ENTOMOLOGY \ RESOURCES FOR THE PUBLIC \ Ant-decapitating flies

ANT-DECAPITATING FLIES

Ant-decapitating flies: nature's executioners
by Brian V. Brown
From Terra magazine, March/ April 1995, vol. 32 (1-2): 4.

Phorid flies live at the edge of our perception. Being tiny (1 to 5 millimeters long), they are seldom seen. Some are herbivores and scavengers, but others live out spectacularly gruesome lives as parasites and predators.

One of the most bizarre groups is the genus Apocephalus, whose species are commonly referred to as the ant-decapitating flies. Darting from above, an Apocephalus female lands on its ant victim, pierces it with a sharp, swordlike ovipositor, and lays a single egg inside the ant's body. Depending on the species of fly, the egg is laid in the head, thorax, or abdomen of the host.

Once the egg hatches, the fly's larva journeys through the internal tissues to the host's head (if it is not already there) and begins feeding on the muscles and tissues that fill the head capsule. Eventually, the ant's depleted head falls off, sometimes while the body is still living and walking about. In Costa Rica, we have found leaf-cutting ants still wandering along trails with their nestmates, in spite of the fact that there is nothing inside their heads except for a mature, fat phorid maggot.

Ant-decapitating flies are anything but a rare and obscure phenomenon: in one forest in Costa Rica I have collected eighty species, almost all of which are new to science. Many of these flies follow the roving packs of army ants in the rain forest; when the army ants raid the nests of other ants, driving them up out of the ground, the phorid parasites are waiting, ready to attack their hapless hosts when they are most vulnerable.

In North America, we have twenty-five species of these flies named and described, but many more await discovery. The known ant decapitators are found from Alaska to southern Texas, but the greatest concentration of species is found in the southwest, where their ant hosts are also most numerous.

Each species of ant-decapitating fly is apparently restricted to a single species (or, in some instances, a few closely related species) of ant host. My studies of the evolutionary relationships of the flies are allowing me to hypothesize the ways in which hosts and parasites have co-evolved over time. Closely related flies that attack relatively unrelated ant hosts probably came to specialize in their respective host species through random colonization, a type of evolutionary "accident." But closely related ant-decapitating flies that are parasites of closely related ant species suggest intriguing scenarios: it is possible that diverging lineages in the ant hosts were soon followed by evolutionary divergences in the fly species.
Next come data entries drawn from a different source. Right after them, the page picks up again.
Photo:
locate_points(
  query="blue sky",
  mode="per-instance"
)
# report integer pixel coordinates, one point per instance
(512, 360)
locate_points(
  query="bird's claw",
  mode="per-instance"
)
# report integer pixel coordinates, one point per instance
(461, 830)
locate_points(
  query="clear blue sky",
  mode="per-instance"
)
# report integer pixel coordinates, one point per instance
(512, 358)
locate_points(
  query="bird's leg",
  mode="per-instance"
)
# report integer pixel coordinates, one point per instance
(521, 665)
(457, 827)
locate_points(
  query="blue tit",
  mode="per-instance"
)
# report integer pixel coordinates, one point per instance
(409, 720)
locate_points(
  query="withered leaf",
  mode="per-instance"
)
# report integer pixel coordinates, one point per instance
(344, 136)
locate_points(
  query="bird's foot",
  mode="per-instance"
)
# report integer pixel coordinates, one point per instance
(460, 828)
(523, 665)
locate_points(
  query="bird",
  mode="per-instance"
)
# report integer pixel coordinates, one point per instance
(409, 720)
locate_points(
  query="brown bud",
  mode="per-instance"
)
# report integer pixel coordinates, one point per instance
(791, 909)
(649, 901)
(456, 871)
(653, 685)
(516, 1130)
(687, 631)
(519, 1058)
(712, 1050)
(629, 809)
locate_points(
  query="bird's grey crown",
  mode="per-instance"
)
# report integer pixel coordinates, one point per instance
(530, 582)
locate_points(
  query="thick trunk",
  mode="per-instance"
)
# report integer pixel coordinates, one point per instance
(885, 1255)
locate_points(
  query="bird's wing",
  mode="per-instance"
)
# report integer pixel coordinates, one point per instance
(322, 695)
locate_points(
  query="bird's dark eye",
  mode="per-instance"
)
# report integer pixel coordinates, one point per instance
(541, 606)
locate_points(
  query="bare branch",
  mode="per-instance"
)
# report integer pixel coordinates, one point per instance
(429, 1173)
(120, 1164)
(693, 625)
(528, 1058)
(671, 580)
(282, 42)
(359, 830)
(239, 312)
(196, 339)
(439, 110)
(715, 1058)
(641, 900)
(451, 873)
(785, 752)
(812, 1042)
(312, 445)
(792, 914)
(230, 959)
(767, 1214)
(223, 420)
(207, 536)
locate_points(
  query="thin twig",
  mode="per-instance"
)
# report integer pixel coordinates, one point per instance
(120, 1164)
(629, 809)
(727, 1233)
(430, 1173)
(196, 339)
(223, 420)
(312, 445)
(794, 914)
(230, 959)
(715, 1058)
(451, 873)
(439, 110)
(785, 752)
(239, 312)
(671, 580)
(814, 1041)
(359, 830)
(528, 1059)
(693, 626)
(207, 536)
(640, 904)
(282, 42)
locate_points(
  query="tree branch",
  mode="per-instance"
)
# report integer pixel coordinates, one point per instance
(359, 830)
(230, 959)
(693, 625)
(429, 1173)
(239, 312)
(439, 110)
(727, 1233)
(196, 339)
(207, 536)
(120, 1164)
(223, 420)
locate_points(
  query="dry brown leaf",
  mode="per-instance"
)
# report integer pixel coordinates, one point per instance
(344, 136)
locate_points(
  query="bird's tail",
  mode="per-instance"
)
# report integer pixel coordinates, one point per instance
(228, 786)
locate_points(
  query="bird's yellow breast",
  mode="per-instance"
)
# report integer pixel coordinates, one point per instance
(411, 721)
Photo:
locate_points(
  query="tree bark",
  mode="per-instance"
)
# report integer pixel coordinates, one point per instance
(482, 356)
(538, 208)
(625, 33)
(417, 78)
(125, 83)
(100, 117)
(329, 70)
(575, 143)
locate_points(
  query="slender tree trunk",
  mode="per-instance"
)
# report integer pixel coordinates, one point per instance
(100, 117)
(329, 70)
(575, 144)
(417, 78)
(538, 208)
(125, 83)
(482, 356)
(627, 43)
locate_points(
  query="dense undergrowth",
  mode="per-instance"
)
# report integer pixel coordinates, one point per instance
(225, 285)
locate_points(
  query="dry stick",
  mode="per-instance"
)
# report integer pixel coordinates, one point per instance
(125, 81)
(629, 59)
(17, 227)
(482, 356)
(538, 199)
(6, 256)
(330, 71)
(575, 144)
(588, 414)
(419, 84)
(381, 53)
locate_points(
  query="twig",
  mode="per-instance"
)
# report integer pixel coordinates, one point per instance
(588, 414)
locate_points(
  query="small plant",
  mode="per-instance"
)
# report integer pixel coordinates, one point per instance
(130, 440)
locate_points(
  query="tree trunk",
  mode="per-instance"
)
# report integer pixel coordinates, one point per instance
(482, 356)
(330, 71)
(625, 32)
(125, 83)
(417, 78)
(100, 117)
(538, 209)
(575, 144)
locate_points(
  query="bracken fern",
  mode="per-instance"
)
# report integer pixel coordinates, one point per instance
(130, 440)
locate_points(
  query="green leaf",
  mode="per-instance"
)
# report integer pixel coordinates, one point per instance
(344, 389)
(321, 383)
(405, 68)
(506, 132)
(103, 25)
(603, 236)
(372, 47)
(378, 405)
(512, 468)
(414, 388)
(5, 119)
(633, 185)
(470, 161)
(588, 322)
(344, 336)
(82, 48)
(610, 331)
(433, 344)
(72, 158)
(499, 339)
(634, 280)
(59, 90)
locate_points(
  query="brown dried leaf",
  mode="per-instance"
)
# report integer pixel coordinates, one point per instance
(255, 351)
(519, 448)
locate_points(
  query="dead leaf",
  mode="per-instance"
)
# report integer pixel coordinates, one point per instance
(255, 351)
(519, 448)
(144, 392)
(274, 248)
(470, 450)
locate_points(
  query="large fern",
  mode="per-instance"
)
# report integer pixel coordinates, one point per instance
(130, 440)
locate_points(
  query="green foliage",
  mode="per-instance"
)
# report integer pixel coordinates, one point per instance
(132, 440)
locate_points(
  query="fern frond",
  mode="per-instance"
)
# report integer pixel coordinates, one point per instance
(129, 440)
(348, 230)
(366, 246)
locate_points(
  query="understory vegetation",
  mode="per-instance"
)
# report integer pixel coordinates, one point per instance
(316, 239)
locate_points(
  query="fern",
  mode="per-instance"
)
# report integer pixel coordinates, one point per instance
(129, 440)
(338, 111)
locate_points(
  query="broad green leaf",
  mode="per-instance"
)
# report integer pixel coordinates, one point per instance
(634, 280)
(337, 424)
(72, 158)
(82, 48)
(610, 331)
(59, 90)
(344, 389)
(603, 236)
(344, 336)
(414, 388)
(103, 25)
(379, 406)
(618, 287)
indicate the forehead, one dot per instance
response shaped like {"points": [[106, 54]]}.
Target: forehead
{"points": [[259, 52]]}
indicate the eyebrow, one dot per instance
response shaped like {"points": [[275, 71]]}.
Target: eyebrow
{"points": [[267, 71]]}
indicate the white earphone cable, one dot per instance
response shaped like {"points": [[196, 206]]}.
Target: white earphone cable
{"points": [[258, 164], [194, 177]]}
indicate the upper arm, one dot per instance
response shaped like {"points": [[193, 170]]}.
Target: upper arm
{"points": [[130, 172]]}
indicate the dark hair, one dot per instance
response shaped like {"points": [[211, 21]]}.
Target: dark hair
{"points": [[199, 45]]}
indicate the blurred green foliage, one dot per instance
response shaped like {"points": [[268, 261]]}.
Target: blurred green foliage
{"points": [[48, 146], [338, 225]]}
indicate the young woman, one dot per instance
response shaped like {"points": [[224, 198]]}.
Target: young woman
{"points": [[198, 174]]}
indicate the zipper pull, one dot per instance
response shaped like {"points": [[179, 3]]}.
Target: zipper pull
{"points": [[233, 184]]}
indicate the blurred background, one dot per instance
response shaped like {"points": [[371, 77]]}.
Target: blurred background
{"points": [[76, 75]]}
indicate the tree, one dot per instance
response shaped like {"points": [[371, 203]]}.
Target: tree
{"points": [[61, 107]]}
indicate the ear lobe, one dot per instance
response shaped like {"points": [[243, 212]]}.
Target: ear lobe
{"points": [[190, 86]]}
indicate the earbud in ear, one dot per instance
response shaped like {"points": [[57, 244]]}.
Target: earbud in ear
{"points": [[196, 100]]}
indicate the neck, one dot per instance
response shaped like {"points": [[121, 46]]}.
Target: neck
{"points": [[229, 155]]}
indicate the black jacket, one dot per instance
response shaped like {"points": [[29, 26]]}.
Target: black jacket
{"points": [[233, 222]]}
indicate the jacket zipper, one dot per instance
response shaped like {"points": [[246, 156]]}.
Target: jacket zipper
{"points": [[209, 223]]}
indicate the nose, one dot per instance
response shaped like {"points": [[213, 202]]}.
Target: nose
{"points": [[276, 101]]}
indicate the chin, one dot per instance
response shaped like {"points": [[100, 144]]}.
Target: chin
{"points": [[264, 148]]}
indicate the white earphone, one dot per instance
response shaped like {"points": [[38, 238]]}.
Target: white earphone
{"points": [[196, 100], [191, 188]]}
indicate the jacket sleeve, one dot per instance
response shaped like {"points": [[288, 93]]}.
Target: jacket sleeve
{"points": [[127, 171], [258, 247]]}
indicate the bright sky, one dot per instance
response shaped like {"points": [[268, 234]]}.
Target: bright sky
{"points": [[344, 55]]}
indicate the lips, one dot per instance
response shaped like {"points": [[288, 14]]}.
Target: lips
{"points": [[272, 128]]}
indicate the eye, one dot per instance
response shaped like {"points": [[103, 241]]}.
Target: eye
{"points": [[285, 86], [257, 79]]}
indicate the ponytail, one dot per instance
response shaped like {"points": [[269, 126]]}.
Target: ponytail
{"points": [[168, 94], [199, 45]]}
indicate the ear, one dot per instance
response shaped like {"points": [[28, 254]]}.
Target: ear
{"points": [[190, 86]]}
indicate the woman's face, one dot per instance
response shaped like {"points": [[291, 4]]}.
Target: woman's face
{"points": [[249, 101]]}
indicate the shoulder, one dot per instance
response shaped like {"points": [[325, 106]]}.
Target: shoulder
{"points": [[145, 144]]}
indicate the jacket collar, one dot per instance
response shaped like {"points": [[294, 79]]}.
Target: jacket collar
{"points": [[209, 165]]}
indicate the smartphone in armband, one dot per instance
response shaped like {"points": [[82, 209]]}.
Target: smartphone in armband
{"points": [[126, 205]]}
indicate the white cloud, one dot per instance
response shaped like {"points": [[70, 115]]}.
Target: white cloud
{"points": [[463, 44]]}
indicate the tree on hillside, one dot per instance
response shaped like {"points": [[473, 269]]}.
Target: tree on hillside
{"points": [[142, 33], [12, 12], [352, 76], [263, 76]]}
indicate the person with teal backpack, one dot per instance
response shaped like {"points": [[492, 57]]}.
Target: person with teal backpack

Thus, when an ancestral ant species gave rise to two derivative new species, the ancestral parasite fly also may have soon developed two separate lineages.

There are many surprising discoveries to be made in the study of ant-decapitating flies. Last year in Costa Rica, I found the first species of Apocephalus know to parasitize stingless bees rather than ants. Hundreds of the tiny flies were harassing a mating aggregation of male bees, and from random collections I found that about half the bees were parasitized; each bee's body contained from three to twelve developing larvae, whose feeding was quickly killing the host.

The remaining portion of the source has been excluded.